After acquiring the necessary manual dependencies for your platform, clone PHAT into a directory of your choice and run bash scripts/install.bash
in the root of the repository directory. This will fetch the remaining development dependencies for your platform as well as all third party programs used by PHAT. This only needs to be run once.
scripts/install.bash
will also create the initial PHAT application package, phat-linux-x64
or phat-win32-x64
depending on your platform. Initally, this package will contain nothing except the third party programs and infrastructure to run PHAT. Running bash scripts/build.bash
will compile all first party code and assets for use. If you happen to break your application package while hacking on PHAT or accidentally delete it, running bash scripts/package.bash
, followed by bash scripts/build.bash
will recreate it.
Hacking on PHAT
In order to see your code changes reflected in PHAT, rerun scripts/build.bash
. Because PHAT is heavily process based, you can exploit this to do a form of hot reloading.
Certain actions in PHAT during development may be slower than in release versions due to running unoptimized code and in most cases, without preheated caches. Any changes caused in process bundles by running scripts/build.bash
will invalidate that bundles associated cache and cause PHAT to recompile it, which may cause some jank or lag during development. Caches compiled from unoptimized Javascript bundles will also be slower than their release counterparts.

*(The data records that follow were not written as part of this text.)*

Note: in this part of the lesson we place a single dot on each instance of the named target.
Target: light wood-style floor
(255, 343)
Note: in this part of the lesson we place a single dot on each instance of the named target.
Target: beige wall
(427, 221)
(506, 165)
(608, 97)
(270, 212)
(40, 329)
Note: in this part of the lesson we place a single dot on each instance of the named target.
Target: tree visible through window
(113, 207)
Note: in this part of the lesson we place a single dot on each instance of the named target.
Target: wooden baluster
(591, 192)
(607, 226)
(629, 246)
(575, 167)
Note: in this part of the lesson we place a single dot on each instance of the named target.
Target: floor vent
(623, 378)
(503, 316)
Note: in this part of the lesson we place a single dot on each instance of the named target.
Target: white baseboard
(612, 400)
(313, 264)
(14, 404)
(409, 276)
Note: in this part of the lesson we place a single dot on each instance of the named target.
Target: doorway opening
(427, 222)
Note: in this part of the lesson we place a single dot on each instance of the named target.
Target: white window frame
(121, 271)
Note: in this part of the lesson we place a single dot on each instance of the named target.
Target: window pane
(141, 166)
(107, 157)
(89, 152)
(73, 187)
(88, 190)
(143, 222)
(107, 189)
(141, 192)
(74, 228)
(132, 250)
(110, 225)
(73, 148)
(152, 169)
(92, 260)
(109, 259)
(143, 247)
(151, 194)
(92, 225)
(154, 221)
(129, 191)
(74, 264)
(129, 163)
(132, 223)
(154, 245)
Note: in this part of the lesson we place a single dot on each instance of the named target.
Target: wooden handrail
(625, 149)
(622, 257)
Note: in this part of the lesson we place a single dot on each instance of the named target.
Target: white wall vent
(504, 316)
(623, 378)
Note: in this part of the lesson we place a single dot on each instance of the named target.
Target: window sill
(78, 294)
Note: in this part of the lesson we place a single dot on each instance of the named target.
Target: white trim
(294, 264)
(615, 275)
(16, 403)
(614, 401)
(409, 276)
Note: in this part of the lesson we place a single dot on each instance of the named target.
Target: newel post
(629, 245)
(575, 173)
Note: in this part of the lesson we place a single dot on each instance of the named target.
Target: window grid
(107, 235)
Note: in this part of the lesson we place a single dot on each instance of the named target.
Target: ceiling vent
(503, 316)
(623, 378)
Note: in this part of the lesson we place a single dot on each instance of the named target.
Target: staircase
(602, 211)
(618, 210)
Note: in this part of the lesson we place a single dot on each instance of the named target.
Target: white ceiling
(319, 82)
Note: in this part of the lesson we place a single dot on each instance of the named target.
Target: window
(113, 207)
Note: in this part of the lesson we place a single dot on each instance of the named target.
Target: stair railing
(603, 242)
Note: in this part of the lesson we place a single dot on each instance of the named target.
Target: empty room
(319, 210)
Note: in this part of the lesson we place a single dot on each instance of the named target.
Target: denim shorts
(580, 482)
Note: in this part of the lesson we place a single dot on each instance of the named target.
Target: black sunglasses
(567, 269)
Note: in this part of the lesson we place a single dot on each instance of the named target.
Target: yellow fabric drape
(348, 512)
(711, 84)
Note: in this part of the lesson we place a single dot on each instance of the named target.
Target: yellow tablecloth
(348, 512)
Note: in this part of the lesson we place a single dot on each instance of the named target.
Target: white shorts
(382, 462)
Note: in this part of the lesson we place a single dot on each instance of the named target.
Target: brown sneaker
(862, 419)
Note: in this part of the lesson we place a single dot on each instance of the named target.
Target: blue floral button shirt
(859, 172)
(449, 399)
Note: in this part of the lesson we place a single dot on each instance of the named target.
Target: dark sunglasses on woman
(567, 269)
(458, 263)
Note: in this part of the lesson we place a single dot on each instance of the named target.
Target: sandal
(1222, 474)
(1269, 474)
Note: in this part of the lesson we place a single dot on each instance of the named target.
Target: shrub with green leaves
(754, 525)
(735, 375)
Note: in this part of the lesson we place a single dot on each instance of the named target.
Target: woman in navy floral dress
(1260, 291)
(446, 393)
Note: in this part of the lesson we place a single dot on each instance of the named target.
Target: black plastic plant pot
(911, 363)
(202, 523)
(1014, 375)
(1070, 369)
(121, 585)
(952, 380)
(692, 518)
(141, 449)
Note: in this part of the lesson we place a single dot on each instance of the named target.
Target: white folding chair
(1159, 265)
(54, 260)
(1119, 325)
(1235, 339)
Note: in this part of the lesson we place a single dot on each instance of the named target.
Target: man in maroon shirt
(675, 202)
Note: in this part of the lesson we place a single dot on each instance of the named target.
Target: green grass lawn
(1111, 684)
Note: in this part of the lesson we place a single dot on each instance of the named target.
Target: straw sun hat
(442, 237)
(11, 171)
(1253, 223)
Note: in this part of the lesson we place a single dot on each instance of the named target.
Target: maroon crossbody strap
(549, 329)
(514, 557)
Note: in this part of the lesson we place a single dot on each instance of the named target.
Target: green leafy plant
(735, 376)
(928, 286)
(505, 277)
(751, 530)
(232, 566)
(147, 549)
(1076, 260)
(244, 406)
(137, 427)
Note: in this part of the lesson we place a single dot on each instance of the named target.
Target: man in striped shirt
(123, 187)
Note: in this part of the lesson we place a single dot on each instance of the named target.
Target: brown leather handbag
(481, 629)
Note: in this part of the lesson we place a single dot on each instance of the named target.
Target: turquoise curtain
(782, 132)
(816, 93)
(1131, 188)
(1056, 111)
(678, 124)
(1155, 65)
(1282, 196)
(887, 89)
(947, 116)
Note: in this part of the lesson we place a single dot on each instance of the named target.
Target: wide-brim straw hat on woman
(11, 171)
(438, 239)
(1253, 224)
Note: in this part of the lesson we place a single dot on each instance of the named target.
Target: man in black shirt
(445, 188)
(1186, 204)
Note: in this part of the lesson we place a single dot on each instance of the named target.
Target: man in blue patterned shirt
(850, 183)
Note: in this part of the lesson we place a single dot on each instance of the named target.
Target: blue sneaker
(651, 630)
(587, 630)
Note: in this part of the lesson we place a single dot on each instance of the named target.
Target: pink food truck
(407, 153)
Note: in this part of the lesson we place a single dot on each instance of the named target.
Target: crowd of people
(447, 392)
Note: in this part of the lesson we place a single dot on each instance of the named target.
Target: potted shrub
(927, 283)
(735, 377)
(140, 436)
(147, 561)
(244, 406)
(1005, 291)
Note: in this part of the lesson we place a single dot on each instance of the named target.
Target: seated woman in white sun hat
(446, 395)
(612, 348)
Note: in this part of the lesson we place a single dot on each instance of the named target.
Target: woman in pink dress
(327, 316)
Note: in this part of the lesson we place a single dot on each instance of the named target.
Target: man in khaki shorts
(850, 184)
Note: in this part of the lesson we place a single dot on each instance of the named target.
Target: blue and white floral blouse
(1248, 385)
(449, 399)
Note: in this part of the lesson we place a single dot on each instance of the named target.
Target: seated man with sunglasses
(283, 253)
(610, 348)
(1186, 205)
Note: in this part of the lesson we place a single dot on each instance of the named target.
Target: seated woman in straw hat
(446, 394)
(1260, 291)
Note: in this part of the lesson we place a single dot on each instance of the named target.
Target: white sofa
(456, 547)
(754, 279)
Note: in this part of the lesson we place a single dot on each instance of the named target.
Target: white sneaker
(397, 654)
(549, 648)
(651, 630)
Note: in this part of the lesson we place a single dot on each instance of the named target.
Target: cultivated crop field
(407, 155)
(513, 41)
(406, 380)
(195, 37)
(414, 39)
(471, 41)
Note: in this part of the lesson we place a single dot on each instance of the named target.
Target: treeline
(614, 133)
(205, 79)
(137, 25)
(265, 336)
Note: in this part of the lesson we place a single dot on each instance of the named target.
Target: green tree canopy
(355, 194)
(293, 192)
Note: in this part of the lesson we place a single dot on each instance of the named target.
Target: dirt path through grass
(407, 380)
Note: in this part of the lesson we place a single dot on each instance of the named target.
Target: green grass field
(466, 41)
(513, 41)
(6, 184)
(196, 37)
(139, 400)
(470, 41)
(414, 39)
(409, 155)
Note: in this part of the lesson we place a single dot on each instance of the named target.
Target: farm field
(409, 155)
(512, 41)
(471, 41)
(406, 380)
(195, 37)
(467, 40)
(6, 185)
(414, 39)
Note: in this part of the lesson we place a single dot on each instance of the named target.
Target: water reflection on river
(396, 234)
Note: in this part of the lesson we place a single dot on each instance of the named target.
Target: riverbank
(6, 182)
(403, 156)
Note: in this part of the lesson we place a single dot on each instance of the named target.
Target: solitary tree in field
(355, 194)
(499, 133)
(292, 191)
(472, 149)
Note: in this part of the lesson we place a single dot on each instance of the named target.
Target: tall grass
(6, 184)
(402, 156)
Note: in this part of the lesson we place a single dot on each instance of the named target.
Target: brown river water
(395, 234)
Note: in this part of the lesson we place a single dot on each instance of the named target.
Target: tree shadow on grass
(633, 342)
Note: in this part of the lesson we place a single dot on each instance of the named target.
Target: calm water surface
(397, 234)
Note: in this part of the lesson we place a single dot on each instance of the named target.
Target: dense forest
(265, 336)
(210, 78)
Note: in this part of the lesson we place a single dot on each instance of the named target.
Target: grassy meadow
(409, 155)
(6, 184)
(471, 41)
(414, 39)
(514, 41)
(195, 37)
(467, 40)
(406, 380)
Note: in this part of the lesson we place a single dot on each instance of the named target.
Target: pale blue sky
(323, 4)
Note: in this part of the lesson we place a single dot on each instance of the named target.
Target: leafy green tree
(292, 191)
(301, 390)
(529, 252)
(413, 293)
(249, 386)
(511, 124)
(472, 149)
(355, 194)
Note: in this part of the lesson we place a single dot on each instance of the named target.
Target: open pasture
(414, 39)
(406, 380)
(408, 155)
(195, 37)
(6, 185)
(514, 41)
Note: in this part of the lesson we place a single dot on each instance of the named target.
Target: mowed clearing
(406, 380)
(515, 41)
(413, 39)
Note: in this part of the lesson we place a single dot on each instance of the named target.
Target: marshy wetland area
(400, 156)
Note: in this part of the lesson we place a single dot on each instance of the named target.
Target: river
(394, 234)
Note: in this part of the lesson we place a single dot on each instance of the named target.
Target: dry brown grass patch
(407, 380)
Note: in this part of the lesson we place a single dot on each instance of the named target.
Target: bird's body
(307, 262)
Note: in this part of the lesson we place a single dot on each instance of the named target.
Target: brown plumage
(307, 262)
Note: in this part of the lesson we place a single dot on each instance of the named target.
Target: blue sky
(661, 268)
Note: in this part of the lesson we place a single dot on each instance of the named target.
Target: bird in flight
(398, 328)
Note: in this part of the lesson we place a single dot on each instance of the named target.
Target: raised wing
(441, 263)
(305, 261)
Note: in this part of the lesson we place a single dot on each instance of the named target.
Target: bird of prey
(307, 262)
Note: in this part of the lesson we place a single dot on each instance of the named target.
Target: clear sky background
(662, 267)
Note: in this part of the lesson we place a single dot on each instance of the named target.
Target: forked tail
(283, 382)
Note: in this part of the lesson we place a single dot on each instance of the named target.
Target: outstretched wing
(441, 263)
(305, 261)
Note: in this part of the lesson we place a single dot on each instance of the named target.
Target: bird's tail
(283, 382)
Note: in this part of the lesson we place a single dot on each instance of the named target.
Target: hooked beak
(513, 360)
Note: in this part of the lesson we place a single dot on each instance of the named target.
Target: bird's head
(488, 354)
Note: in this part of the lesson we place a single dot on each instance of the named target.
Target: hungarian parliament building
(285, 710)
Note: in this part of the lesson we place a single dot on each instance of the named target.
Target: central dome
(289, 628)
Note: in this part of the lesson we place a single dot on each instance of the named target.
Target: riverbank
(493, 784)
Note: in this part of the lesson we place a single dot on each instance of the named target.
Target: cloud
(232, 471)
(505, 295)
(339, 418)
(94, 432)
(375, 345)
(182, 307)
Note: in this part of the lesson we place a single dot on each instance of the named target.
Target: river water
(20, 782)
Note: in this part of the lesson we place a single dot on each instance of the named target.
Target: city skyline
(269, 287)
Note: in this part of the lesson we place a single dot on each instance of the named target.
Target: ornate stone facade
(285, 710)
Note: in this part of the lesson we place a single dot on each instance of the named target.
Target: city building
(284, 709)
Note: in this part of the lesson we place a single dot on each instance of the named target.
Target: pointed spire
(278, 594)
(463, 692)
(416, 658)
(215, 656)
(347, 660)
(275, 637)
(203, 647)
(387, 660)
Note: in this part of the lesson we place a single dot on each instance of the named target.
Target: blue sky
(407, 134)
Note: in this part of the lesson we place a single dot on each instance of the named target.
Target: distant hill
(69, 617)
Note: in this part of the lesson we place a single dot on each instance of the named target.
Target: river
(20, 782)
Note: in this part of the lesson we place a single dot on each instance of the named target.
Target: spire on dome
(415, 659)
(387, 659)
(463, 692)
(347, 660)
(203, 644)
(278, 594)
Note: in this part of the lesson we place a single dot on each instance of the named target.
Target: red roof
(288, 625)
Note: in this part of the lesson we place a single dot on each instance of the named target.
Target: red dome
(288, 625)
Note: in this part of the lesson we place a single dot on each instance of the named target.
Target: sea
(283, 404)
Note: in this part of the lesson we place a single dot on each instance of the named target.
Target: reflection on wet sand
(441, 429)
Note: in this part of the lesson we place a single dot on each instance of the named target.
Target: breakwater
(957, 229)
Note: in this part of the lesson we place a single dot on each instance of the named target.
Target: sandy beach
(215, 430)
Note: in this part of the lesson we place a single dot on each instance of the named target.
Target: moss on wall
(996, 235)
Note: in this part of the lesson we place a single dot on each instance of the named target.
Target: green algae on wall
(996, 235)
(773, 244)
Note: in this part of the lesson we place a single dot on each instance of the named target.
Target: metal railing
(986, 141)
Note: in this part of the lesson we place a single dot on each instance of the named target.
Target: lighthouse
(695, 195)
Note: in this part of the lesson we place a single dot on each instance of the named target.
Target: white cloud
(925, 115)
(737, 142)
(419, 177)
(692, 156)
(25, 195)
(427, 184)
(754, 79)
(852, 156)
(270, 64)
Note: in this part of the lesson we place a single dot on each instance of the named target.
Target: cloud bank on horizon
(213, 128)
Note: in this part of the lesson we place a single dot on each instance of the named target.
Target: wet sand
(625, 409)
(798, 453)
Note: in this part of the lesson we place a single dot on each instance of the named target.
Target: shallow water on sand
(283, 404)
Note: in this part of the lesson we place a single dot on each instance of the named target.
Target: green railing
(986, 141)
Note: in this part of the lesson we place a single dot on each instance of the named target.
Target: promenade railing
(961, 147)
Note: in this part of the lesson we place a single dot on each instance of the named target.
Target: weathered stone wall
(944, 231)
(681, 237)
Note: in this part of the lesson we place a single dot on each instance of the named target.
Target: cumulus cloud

In order to optimize a PHAT application package, run bash scripts/optPackage.bash
. This will optimize and compress Javascript and precompile caches for all window process bundles. Running bash scripts/build.bash
will recompile PHAT as unoptimized.
If you want to test release artifacts for your platform, running bash scripts/prepareLinuxRelease.bash
will prepare all the necessary artifacts for a Linux release (installers, update package, portable edition etc), bash scripts/prepareWindowsRelease.bash
will do the same for Windows. You can only build a release for the platform you are currently on.
Release artifacts should not be built and uploaded manually as part of a release. This process is handled by our CI/CD services automatically.
To test PHAT, first run bash scripts/buildtests.bash
to setup and build the test environment. Running npm test
will then commence the tests. Running bash scripts/cleanTests.bash
will remove the test environment and all artifacts. It will also strip your application package of logs and projects.
PHAT tests individual components in a separate test environment which mimics the regular application package without any Electron components. PHAT also tests the current application package by compiling special test bundles, swapping them out for the usual mainProcess.js
and running them. After running bash scripts/cleanTests.bash
you will need to run bash scripts/build.bash
to recompile a standard mainProcess.js
. Running PHAT after testing, without rebuilding will leave the last test bundle in place inside of the application package. This is useful for debugging tricky tests but isn’t usually desirable in most cases.